Citrus is a singular noun, so using plural pronouns to refer to it is incorrect. It would be correct to say:

  • You can determine the ripeness of citrus by handling it and noting its color.

Another problem with pronouns is unclear references. To know whether a pronoun agrees with its subject, you have to be clear about just what the pronoun refers to. For example, it’s not clear which noun the pronoun in this sentence refers to:

  • Bobby and Tom went to the store, and he purchased a candy bar.

Because the subject of the first clause is plural, the pronoun he could refer to either Bobby or Tom or even to a third person. To improve clarity in this case, you use the  name of the person who bought the candy bar rather than the ambiguous pronoun.

If a GMAT sentence-correction question contains a pronoun in the underlined portion, make sure the pronoun clearly refers to a particular noun in the sentence and that it matches that noun in number. Otherwise, you need to find an answer choice that clarifies the reference or corrects the number.

Example

Much work performed by small business owners, like managing human relations, keeping track of accounts, and paying taxes, which are essential to its successful operation, have gone virtually unnoticed by their employees.

  1. which are essential to its successful operation, have gone virtually unnoticed by their employees
  2. which are essential to successful operations, have gone virtually unnoticed by their employees
  3. which is essential to its successful operation, have gone virtually unnoticed by its employees
  4. which are essential to successful operation, has gone virtually unnoticed by their employees
  5. which are essential to successful operation, has gone virtually unnoticed by its employees

The underlined portion contains several agreement errors. To find them, isolate the main elements of this sentence. The subject is work. The main verb is have gone. The other verb (are) belongs to the dependent clause, so it can’t be the main verb.
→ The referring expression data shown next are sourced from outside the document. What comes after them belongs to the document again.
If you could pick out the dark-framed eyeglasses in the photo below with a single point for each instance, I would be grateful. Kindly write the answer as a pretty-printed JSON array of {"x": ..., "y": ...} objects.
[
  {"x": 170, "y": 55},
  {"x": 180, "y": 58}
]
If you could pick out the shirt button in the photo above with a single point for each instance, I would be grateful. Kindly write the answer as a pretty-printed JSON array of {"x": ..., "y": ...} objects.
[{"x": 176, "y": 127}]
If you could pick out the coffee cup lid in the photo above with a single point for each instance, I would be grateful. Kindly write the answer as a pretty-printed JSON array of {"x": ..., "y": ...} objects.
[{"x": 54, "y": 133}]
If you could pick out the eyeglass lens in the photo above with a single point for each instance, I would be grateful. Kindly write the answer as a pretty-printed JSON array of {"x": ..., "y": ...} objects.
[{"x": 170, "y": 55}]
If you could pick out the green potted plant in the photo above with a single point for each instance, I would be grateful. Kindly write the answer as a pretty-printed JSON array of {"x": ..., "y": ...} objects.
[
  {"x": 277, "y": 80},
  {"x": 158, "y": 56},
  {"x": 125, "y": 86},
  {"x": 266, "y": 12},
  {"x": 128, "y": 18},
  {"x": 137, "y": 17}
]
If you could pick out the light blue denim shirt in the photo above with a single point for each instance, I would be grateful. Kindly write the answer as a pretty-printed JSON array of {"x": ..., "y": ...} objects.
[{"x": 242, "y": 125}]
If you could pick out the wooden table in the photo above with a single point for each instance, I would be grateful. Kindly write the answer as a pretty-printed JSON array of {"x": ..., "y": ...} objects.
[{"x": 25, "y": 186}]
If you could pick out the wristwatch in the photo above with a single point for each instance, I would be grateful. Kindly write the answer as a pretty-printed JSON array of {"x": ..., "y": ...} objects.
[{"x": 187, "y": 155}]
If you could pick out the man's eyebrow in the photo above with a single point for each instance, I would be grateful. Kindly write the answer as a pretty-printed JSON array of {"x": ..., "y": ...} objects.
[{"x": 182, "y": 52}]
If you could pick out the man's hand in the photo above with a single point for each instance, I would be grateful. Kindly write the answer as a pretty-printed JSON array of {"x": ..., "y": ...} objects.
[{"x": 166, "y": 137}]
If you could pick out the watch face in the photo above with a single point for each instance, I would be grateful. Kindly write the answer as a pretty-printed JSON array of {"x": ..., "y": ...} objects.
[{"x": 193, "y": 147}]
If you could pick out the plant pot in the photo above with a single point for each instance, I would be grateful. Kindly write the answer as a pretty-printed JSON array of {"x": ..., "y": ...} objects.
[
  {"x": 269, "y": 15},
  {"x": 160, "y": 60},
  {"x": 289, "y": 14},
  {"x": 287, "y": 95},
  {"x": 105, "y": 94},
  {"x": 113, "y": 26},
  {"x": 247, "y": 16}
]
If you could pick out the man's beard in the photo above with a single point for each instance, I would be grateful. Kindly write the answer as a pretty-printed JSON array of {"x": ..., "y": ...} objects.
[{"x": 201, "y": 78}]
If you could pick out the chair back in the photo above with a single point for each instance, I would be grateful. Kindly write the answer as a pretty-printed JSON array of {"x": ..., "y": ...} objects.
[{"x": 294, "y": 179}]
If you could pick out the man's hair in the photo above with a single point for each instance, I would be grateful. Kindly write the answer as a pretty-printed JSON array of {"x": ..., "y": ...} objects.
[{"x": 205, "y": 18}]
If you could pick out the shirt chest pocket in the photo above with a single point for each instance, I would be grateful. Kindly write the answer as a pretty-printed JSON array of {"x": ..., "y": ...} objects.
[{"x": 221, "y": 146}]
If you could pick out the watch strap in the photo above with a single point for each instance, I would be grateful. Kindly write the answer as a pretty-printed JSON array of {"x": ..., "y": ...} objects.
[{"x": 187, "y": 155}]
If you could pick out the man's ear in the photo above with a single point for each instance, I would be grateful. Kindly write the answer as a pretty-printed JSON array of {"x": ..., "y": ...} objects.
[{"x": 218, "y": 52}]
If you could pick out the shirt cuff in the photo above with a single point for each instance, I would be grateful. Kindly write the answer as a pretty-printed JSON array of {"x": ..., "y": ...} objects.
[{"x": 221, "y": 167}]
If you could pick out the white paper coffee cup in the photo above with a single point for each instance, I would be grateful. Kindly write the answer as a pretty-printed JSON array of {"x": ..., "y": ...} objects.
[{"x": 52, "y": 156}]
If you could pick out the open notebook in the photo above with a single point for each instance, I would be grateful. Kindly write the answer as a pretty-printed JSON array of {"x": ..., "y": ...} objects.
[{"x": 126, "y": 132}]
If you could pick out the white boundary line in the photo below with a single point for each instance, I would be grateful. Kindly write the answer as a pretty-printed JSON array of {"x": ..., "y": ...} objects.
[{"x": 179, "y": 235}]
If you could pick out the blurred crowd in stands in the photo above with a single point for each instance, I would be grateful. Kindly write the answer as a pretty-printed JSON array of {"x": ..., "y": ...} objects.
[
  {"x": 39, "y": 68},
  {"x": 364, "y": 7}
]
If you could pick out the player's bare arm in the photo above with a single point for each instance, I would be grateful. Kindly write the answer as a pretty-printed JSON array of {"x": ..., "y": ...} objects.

So, the essential sentence states that work have gone unnoticed. This is not correct. You have to change the verb to the singular has to make it agree with the singular subject work. Eliminate any answer choices that don't change have to has, which leaves you with Choices (D) and (E).

Both Choice (D) and Choice (E) contain the verb are. So, the pronoun which must refer back to managing, keeping, and paying (which, together, are plural), so the verb that corresponds to which has to be plural, too. Also, both choices eliminate its before successful operation because it's unclear what its refers to.

The difference between the two choices is that Choice (E) changes their to its. Which noun the pronoun before employees refers to. Who or what has the employees? The only possibility is business owners, which is a plural noun. So the pronoun that refers to it must also be plural. Their is plural; its is singular. Therefore, Choice (D) is the best answer.